ST. LOUIS (AP) -- Attorneys for the St. Louis Rams have filed a tax appeal with the state of Missouri, seeking a refund of about $400,000.
The St. Louis Post-Dispatch reports that the Rams have also asked the state to forgive an additional $445,000 in unpaid taxes. So far, the state has refused to give any money back to the NFL team.
The Rams have contested tax assessments before—they’ve filed six appeals since 2008, amounting to $4.7 million at face value.
There’s no way to tell what happened with each case, but the Missouri Department of Revenue says four of the cases were settled. The state would not offer details, claiming that sales tax receipts are closed records.
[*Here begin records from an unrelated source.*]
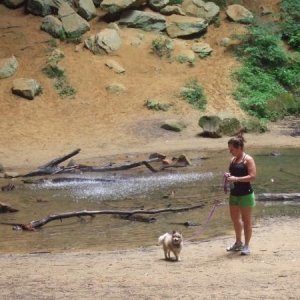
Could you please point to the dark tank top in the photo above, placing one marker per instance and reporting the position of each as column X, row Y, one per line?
column 240, row 170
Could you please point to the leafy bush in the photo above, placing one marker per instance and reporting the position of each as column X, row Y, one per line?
column 155, row 105
column 162, row 47
column 193, row 94
column 291, row 22
column 255, row 125
column 269, row 74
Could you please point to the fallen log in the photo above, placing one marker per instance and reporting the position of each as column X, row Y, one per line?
column 91, row 213
column 52, row 167
column 6, row 208
column 278, row 197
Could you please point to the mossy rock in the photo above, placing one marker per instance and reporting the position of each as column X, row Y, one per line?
column 230, row 126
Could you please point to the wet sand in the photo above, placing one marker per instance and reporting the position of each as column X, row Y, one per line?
column 206, row 271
A message seeking comment from the Rams on Thursday was not returned.
The Post-Dispatch reported that the appeals began after a state audit in September 2008, when the Rams were told that the team owed nearly $1.4 million in unpaid taxes on luxury club memberships. The Rams protested that assessment—the first of the six appeals.
“Some people are just a little more aggressive in trying to diminish their state tax bills,” said Henry Ordower, a tax law professor at Saint Louis University. He said appeals have been more common in recent years because states have sought ways to increase their tax collection.
“Every state has been more assertive in collecting state taxes,” Ordower said. “States need money.”
The Rams collect about 4 percent in state sales tax, 4.5 percent in city sales tax and an additional 5 percent for the city amusement tax, totaling about $13.50 on a $100 ticket.
The team also sells something called a “club membership.” Club memberships add $1,000 on top of the ticket price, and members get food and beverage discounts, entry to draft previews, training camp practices and special events, and other benefits.
In the 2008 filing, the Rams argued that club memberships are benefits, not tickets, and shouldn’t be subjected to sales taxes.
In the other appeals, the team argued it is not subject to states sales tax at all. Then in 2011, the Rams said they discovered they were “erroneously” calculating sales taxes on a base ticket price inflated by the city taxes. That means the city was collecting about 40 cents too much on each $100 ticket.
That led to appeals for reimbursement of $401,000 and $445,000 over the past two years.